I should get a second server to be able to move critical workloads to (without downtime) and develop a more healthy patch/restart practice even if this is just a homelab. Thanks for that info!

@olivierlambert, if it sounds like this may be related to an issue being worked on and I can provide any helpful info, I'd be happy to gather anything that you think might be relevant.

stevezemlicka

No "OLD_" VHDs in any SR found. Toolstack restart also did not resolve the issue. I will fully patch the server as the next step (probably should have done this earlier).

stevezemlicka

No change after full xcp (8.2.1) patch and reboot. The VM in question started without issue as well.

For reference, I'm using XO commit d044d (currently 11 commits behind) on Master commit 6d34c.

I will leave as is since everything is functional to see if the future commit helps.
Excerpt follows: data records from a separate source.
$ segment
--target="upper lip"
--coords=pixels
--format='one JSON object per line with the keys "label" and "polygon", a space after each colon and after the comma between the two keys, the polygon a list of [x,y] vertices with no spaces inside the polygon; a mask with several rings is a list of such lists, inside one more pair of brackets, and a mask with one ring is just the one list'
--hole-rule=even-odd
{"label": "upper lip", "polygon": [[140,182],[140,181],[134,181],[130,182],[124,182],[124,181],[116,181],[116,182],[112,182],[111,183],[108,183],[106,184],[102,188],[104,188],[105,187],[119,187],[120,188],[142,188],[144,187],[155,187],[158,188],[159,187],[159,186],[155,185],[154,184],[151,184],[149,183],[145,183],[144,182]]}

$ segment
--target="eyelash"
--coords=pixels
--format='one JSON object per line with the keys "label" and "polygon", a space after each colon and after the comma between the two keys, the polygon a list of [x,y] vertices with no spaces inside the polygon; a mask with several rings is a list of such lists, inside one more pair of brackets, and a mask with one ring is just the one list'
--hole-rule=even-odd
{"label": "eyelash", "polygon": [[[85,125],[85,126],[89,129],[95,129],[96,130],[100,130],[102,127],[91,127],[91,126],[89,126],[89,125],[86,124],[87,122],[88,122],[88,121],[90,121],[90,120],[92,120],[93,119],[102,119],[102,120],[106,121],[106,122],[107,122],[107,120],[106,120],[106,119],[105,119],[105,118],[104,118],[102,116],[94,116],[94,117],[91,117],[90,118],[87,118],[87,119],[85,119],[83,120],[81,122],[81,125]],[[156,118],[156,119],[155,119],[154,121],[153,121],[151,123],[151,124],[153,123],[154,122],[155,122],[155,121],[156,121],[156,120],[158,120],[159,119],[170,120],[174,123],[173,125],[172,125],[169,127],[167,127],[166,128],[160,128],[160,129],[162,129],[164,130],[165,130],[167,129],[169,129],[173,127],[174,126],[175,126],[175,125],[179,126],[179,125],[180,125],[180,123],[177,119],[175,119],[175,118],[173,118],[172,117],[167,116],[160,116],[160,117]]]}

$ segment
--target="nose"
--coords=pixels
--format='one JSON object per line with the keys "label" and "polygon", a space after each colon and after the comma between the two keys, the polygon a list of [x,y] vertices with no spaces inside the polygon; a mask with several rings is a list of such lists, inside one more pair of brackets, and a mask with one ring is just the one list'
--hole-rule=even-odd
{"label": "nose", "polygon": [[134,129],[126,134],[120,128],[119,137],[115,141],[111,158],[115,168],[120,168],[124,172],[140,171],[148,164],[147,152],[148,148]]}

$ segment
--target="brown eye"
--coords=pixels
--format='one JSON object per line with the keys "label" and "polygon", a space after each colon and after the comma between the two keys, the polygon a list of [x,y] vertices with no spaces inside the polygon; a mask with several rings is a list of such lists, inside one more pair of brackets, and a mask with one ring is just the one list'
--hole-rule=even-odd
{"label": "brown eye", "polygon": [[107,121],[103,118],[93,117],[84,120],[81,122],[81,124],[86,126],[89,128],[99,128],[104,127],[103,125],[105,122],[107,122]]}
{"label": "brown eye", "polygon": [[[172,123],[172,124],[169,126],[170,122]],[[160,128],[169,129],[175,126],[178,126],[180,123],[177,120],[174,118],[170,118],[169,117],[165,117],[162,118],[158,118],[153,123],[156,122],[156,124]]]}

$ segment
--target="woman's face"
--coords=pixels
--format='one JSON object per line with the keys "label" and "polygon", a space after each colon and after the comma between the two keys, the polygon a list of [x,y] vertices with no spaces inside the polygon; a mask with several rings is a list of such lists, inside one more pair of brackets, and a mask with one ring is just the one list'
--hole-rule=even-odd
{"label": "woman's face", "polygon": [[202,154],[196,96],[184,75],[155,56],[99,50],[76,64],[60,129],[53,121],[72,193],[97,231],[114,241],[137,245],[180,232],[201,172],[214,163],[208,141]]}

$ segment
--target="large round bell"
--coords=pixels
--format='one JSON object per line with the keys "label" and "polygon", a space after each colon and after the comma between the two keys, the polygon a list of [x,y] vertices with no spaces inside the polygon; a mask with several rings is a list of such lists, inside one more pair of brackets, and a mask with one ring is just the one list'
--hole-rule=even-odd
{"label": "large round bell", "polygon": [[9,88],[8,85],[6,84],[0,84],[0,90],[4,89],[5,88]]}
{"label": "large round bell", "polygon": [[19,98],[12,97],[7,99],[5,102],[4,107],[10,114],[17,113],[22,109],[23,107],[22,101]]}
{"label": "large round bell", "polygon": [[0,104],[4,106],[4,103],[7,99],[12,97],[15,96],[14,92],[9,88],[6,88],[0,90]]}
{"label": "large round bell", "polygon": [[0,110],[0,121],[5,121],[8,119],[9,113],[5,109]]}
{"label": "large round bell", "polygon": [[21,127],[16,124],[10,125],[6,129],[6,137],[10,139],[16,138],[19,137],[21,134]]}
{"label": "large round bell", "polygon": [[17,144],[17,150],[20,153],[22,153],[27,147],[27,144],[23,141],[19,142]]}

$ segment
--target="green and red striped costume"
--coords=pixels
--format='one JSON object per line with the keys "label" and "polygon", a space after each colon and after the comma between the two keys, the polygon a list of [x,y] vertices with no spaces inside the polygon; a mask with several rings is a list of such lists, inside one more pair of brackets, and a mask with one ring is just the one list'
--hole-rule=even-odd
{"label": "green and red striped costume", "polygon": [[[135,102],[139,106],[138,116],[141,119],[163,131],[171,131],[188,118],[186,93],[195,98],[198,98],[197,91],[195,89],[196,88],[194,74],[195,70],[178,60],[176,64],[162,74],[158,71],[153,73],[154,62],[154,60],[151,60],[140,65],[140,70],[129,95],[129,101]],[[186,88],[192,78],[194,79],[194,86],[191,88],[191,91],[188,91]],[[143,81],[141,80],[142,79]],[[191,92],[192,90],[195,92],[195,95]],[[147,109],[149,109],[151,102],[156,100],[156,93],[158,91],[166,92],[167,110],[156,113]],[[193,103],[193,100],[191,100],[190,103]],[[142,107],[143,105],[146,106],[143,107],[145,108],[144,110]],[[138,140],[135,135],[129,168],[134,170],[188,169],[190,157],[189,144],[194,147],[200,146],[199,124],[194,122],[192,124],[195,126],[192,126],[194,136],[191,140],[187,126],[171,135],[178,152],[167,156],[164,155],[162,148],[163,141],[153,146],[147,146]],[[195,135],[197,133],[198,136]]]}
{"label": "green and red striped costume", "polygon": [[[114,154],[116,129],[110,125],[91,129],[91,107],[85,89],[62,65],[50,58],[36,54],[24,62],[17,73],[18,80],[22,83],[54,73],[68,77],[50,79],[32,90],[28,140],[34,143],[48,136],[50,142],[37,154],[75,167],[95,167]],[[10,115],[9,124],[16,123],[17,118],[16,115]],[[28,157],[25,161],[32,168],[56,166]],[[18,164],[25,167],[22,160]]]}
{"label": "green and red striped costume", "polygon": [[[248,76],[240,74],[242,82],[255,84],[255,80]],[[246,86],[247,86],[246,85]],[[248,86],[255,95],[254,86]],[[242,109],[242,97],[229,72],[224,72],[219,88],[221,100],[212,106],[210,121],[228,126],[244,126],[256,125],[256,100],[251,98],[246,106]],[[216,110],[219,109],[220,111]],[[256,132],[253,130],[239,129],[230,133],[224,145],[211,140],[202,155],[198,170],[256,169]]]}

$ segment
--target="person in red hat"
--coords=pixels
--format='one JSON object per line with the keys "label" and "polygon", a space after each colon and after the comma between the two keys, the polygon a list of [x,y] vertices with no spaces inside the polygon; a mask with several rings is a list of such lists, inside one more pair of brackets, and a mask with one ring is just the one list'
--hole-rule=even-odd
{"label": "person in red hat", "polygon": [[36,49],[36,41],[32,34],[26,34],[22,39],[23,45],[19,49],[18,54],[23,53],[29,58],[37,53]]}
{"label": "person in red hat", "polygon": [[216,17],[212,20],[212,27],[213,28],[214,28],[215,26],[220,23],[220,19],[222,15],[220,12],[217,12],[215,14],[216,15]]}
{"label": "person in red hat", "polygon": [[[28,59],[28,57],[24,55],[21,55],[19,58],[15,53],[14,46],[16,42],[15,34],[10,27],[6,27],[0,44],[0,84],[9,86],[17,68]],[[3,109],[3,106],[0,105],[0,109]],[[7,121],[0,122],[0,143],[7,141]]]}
I should be able to revisit at the end of the week to rebuild on the latest XO commit and test.

stevezemlicka

Just rebuilt XO up to commit a4986. The disk seems to be in the same state. Of course, if this commit includes the fix but the fix specifically prevents this issue, then I'll likely need to take additional steps to correct it to get back into a good state. Or, maybe that fix isn't yet in the commit (or maybe I have a situation that isn't addressed by the fix).

With regards to correcting the issue, I think there are a few options:

Export and import VM
Create 2nd disk, clone the disk from within the VM to the new disk, and boot to the good disk.
Rebuild the VM
Manually flip the disk's "is-a-snapshot" flag to false. Not sure of the implications of doing this.

stevezemlicka

I rebuilt XO to build 7579b with no change. I performed an export and import of the VM and the imported VM functioned normally and displayed the disk in the UI appropriately.